Time Warner Advances VOD Tests

Time Warner Cable will move to field tests of SeaChange
International Inc.'s equipment starting next year, marking continued interest by the
MSO in the video-on-demand segment.

The move stems from Time Warner's request for
proposals last year, when it sought to identify vendors that would work on its ongoing
"Pegasus" digital set-top project.

SeaChange is no stranger to Time Warner: It has already
provided its "MediaCluster" technology to the MSO for hotel VOD applications in
its New York and Honolulu properties. Plus, one of its lead executives, Yvette Gordon, was
a key player in Time Warner's now-inactive Full Service Network project in Orlando,
Fla.

And the manufacturer has already participated in its own
tests of how to best link its servers with Scientific-Atlanta Inc.'s
"Explorer" line of digital set-tops. S-A's largest MSO customer for that
product is Time Warner.

Jim Chiddix, chief technical officer for Time Warner, said
last week that the nod to SeaChange does not represent a trial -- "We've already
validated the VOD genre at the Full Service Network" -- but that it is more aptly a
test of SeaChange's server equipment.

While Chiddix said the SeaChange deal is not exclusive, he
remained "very encouraged by what we've seen [from them]; they're firmly
established in the commercial insertion end of the business, and the hotel VOD work has
gone well."

Legally, Time Warner signed a "memo of
understanding" with SeaChange for the equipment tests.

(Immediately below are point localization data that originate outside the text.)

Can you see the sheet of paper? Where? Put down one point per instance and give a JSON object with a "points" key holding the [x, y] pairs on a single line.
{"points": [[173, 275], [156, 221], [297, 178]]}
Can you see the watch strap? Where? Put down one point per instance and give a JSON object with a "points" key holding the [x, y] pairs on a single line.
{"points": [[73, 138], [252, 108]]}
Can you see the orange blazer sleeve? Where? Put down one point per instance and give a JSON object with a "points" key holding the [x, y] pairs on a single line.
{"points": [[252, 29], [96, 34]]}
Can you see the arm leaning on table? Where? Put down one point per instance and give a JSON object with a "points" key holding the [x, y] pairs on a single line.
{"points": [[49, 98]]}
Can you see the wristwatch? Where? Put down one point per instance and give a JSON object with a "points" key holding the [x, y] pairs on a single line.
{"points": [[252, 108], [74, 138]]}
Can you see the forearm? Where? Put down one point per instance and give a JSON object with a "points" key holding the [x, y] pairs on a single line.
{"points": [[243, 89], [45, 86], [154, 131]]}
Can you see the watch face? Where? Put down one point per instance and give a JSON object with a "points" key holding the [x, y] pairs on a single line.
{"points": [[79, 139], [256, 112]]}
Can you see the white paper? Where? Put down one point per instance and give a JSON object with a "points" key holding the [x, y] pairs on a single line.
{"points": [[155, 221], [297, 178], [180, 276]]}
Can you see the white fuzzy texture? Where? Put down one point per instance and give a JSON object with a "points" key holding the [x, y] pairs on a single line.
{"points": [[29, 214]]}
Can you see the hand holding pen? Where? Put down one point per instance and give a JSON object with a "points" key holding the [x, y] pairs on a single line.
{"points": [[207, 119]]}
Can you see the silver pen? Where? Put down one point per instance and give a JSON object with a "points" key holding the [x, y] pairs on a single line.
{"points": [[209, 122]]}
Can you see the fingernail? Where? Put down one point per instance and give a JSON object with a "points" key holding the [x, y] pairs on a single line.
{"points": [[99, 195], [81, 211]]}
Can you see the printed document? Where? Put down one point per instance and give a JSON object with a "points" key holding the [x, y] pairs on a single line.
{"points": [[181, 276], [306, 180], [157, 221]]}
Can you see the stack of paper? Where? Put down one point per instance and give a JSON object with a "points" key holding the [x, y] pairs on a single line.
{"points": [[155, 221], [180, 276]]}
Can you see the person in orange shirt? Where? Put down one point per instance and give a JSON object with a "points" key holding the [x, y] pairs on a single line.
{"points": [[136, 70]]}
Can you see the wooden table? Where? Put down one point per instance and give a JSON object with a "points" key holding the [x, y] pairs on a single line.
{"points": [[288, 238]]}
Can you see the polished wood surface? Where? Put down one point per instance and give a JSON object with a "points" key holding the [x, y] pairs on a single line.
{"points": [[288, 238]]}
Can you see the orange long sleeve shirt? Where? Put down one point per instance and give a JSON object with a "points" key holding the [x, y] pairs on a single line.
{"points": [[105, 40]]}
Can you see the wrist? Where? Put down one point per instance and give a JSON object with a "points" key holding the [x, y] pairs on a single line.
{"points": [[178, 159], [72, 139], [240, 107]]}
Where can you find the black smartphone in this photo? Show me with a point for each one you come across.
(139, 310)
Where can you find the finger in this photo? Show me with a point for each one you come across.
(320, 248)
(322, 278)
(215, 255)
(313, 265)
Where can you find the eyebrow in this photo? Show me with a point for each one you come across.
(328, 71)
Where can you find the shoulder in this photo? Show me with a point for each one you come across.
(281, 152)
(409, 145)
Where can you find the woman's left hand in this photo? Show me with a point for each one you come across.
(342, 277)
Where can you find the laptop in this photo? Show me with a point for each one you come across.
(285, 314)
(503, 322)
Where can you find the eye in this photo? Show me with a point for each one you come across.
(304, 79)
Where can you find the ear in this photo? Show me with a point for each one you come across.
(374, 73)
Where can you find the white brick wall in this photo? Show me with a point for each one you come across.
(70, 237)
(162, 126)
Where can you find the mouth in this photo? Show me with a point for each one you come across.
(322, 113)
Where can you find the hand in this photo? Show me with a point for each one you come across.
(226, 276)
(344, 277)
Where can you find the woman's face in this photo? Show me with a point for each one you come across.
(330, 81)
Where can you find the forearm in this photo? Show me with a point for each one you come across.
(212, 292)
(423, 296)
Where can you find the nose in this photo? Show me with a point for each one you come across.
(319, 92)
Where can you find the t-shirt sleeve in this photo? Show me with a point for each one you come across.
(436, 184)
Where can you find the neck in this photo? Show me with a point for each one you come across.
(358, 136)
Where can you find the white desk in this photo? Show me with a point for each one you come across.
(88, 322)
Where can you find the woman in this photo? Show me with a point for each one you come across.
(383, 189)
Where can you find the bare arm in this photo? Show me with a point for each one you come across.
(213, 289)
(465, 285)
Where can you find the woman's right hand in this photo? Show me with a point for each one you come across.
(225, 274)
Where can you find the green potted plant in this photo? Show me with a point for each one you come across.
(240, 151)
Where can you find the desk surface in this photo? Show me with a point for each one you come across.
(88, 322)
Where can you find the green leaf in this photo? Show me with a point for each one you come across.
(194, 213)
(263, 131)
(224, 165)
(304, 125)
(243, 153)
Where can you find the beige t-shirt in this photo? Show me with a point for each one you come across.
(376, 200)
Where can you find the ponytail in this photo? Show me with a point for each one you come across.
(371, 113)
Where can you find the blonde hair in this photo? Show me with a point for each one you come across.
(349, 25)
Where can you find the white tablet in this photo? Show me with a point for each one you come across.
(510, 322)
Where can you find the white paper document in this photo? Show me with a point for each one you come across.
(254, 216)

Chiddix declined to identify the specific Time Warner
system where the tests will occur, but he did not rule out Austin, Texas, where the bulk
of the work to test S-A's Explorer set-tops is occurring.

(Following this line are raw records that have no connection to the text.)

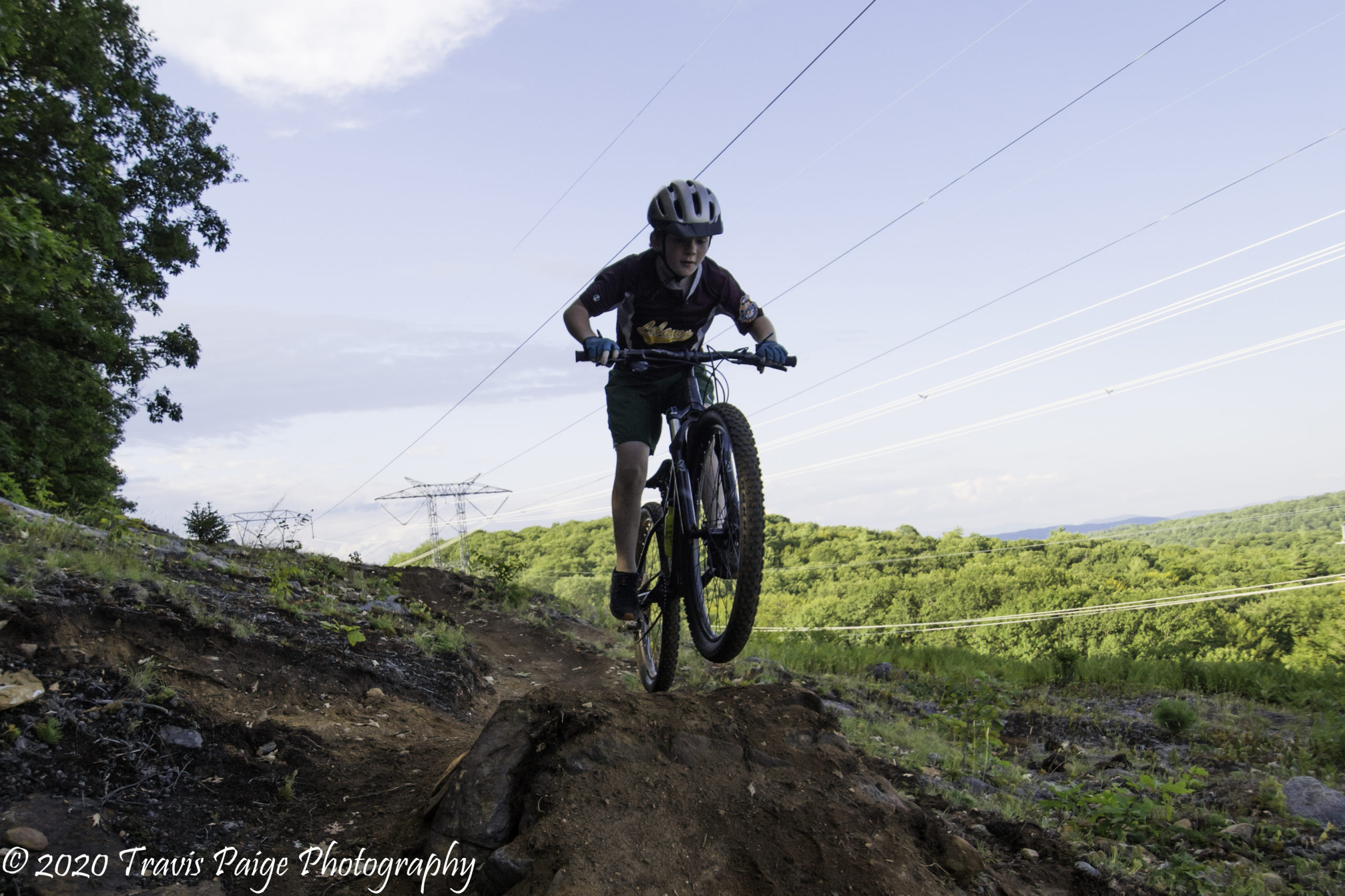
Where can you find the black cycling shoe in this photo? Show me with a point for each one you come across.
(626, 598)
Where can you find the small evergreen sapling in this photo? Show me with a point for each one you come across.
(206, 524)
(1176, 716)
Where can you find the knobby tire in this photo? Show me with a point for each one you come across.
(723, 574)
(659, 633)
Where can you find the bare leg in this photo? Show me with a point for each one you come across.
(633, 470)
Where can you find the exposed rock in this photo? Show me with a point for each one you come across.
(839, 708)
(978, 786)
(1055, 762)
(697, 750)
(808, 699)
(767, 760)
(387, 606)
(182, 736)
(479, 806)
(19, 688)
(505, 868)
(961, 860)
(30, 839)
(1310, 798)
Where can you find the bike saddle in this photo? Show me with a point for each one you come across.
(662, 478)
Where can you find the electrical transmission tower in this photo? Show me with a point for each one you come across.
(271, 528)
(460, 493)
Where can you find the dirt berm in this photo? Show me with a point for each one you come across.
(743, 790)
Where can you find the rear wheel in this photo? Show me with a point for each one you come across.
(726, 555)
(659, 630)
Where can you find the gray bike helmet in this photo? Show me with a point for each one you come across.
(686, 209)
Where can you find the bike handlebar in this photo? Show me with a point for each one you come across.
(738, 357)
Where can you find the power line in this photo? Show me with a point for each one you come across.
(962, 354)
(1075, 343)
(549, 318)
(1070, 612)
(964, 175)
(1200, 367)
(596, 159)
(1001, 150)
(1050, 274)
(1133, 535)
(786, 88)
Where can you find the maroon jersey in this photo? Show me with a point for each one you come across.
(654, 312)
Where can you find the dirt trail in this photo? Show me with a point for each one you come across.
(576, 786)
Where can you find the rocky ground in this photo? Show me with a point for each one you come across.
(213, 712)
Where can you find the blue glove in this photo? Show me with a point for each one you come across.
(772, 351)
(599, 346)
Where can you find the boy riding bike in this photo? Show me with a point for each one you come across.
(666, 298)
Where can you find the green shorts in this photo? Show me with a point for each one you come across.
(637, 401)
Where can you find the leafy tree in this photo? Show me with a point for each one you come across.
(101, 183)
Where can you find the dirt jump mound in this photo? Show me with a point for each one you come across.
(743, 790)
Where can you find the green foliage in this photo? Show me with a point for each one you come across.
(100, 202)
(353, 634)
(1176, 716)
(1328, 738)
(206, 524)
(49, 731)
(1067, 662)
(287, 790)
(440, 638)
(502, 568)
(280, 575)
(1123, 811)
(852, 576)
(10, 490)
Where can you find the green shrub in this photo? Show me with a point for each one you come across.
(47, 732)
(206, 524)
(440, 638)
(1176, 716)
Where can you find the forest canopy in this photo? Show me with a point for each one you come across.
(848, 576)
(101, 183)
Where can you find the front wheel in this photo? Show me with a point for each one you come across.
(659, 630)
(724, 556)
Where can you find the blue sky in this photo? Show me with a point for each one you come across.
(393, 161)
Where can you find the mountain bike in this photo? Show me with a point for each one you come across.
(702, 543)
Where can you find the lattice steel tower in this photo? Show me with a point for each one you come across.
(460, 493)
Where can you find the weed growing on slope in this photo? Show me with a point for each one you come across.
(439, 638)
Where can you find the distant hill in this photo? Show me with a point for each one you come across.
(1320, 513)
(1096, 525)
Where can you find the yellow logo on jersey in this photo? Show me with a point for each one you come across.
(657, 334)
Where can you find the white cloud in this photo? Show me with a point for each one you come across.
(275, 49)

Gordon, director of interactive technologies for SeaChange,
said the vendor has been working closely with S-A to make sure that its servers run on
S-A's boxes, and that all systems were a go between the two manufacturers earlier
this year.

Now, "we get to go out there and actually make this
happen over real plant, and all of the implications of that," like running in the
face of ingress (signals that inadvertently leak into plant) and other real-life system
scenarios, such as weather-related outages or hiccups, Gordon said.

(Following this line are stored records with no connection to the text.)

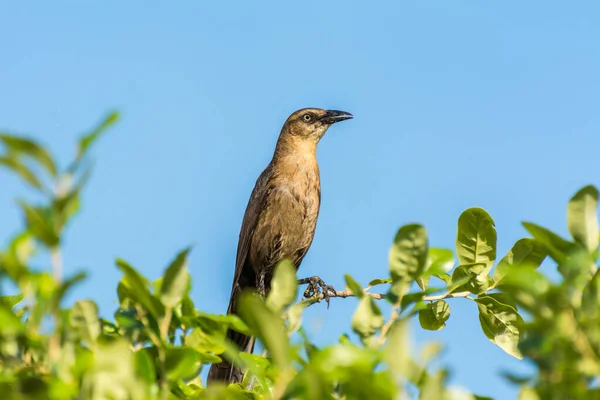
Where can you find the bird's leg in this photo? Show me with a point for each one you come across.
(317, 286)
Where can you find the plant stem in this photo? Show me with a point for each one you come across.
(56, 260)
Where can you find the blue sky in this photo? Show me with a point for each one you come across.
(457, 104)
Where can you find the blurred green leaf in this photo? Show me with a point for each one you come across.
(590, 299)
(210, 323)
(137, 289)
(40, 224)
(582, 218)
(500, 322)
(354, 287)
(525, 252)
(22, 171)
(294, 315)
(257, 365)
(9, 322)
(379, 281)
(397, 352)
(144, 367)
(176, 280)
(367, 319)
(84, 320)
(528, 393)
(114, 374)
(557, 247)
(476, 239)
(284, 286)
(11, 301)
(23, 146)
(408, 254)
(267, 326)
(434, 317)
(182, 363)
(87, 140)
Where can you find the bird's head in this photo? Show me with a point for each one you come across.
(312, 123)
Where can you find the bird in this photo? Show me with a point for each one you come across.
(280, 218)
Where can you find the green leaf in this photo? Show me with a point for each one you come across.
(439, 262)
(500, 322)
(557, 247)
(86, 141)
(24, 146)
(137, 289)
(433, 386)
(176, 280)
(367, 319)
(354, 287)
(434, 317)
(476, 238)
(582, 218)
(84, 320)
(284, 286)
(268, 327)
(182, 363)
(22, 170)
(475, 277)
(525, 252)
(408, 254)
(40, 224)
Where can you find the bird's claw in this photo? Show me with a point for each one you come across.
(316, 286)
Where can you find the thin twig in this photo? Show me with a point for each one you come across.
(380, 296)
(54, 340)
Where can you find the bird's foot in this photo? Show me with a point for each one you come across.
(316, 286)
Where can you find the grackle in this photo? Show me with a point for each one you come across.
(280, 217)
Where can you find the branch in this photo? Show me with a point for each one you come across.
(316, 298)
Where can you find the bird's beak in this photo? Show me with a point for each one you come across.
(333, 116)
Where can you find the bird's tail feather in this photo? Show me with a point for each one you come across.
(225, 371)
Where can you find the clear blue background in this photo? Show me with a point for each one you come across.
(456, 103)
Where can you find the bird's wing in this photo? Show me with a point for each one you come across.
(253, 210)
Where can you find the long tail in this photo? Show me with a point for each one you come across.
(225, 371)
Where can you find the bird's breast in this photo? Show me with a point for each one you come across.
(287, 223)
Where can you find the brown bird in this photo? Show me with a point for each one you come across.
(280, 217)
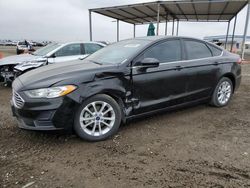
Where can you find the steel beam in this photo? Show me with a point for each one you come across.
(166, 26)
(134, 30)
(243, 47)
(158, 18)
(90, 25)
(117, 22)
(235, 21)
(177, 32)
(228, 26)
(173, 28)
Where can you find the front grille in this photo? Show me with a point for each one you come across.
(17, 100)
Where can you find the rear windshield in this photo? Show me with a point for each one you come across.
(118, 52)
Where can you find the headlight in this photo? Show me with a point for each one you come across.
(52, 92)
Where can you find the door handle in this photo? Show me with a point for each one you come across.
(216, 63)
(178, 68)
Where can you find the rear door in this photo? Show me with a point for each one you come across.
(201, 68)
(163, 86)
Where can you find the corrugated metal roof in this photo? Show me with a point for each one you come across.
(185, 10)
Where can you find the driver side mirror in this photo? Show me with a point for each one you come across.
(150, 62)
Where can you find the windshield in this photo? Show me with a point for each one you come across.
(45, 50)
(118, 52)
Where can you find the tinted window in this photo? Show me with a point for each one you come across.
(215, 51)
(197, 50)
(47, 49)
(68, 50)
(91, 48)
(165, 52)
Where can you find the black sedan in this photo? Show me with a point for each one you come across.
(127, 79)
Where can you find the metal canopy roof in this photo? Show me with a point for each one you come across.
(185, 10)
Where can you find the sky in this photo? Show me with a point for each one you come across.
(67, 20)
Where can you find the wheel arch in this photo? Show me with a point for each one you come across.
(114, 94)
(231, 77)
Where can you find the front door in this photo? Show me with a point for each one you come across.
(163, 86)
(202, 68)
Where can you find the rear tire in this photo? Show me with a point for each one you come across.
(222, 93)
(98, 118)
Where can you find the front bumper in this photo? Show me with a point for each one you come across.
(40, 118)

Areas that will be watched closely by Time Warner and its
vendor partners during the tests include how well the "look and feel" of the
service works in real-plant conditions and how users browse through, select and receive
titles from their couch.

Technically, this means making sure that everything in line
between the video servers, through digital modulators and plant actives, to the set-top,
is synched up and working -- in both the house-bound and headend-bound signal directions,
Gordon said. It also means ensuring that the software running on the set-top is solid, and
that it is able to decode and display digital signals, as well as properly handling the
user interface.

On the scalability front, Gordon said both SeaChange and
S-A have been testing what happens when multiple customers order the same material at the
same time, "but nothing compares to doing this in the field."

Neither SeaChange nor Time Warner was specific about when
next year the tests will occur.

Gordon said she also expects at least one other MSO to sign
up for a VOD test before year-end, but she declined to elaborate.